This therapy is classified as a targeted therapy , meaning it specifically targets cancerous cells while leaving all other cells alone. This treatment enables cancer patients to enjoy a better quality of life as compared to other cancer curbing treatments.
Perjeta has although been rejected thrice previously by the Scottish National Health Service. The NHS was previously of the view that the drug is too expensive.
Yesterday’s landmark ruling was welcomed by Angela Harris who is the head of Breast Cancer Care Scotland. She deemed the ruling to be “long overdue”
She further added: “Excitingly, this drug offers the chance to shrink the tumour, which can mean less invasive and dramatic surgery.

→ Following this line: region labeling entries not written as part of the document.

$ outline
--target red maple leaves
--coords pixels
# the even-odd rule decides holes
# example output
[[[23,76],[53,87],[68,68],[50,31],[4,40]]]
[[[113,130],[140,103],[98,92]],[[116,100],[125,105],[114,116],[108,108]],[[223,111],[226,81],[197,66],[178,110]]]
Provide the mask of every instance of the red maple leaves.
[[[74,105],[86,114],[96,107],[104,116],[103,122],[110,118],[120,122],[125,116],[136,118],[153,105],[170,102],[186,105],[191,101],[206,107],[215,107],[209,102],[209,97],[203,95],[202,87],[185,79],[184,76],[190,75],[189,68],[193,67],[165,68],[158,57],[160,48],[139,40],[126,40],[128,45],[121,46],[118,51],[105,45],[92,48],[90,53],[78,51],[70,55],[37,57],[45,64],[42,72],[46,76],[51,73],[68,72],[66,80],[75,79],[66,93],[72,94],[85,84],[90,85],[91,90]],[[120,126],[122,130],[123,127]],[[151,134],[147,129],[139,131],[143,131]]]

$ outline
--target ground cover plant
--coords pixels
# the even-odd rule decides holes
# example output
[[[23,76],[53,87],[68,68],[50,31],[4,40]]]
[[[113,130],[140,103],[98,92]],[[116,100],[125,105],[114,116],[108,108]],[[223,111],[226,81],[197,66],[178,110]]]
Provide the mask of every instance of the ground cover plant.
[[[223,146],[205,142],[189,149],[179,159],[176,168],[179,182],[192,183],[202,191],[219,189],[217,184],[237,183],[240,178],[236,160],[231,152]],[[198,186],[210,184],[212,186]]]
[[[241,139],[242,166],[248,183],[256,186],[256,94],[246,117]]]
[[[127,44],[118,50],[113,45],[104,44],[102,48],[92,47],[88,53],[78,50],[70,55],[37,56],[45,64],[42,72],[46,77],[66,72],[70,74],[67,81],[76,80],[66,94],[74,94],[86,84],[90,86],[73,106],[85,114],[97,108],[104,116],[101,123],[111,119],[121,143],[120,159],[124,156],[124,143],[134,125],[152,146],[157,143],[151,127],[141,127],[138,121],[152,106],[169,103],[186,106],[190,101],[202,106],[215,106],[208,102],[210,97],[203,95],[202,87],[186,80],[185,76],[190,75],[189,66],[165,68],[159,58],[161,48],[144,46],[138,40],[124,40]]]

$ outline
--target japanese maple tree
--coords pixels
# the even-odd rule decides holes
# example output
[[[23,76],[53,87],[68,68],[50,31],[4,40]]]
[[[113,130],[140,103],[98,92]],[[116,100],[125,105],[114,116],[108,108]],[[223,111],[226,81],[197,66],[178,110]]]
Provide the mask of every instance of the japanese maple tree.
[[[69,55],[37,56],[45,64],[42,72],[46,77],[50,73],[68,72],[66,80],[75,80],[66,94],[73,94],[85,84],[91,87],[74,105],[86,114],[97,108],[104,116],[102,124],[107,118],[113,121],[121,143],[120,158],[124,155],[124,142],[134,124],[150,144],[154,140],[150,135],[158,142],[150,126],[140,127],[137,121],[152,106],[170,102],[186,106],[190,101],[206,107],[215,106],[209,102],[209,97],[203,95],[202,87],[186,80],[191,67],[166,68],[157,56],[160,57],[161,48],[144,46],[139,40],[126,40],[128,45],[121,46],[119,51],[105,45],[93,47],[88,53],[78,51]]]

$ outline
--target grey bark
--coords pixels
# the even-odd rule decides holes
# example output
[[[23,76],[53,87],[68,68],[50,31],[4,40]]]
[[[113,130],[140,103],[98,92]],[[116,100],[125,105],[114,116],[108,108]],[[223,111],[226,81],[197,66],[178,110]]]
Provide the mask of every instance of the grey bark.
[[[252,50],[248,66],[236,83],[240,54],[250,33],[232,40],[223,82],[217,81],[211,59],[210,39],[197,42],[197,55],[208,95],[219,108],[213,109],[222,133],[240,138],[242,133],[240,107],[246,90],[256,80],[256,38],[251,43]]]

“It is now imperative the SMC approves Perjeta next month for women living with secondary, incurable breast cancer. It’s absolutely outrageous that a life-extending drug is available across the Border when women in Scotland are denied access, along with the precious extra time it can bring.”
Miles Briggs a Scottish Cancer Activist lost his mother to the cancer when he was only seven. Briggs has been actively campaigning for the drug to be made available to all women who are in dire need it.
Miles Briggs said: “This is a big step forward, but it isn’t far enough. We now need to see action to deliver access to Perjeta for secondary breast cancer patients too.
“We must ensure that women with incurable cancer, whom this drug benefits the most, also get access to it as soon as possible.”
Health Secretary Jeane Freeman described the SMC’s decision as “very welcome”.
The SMC has also accepted three other drugs in its ruling, namely; nivolumab (Opdivo)for the treatment of advanced skin cancer, Ocrelizumab (Ocrevus) for the treatment of relapsing/remitting multiple sclerosis (MS) and ciclosporin (Verkazia) which are medicinal drops for a rare, chronic inflammatory allergic condition of the eyes.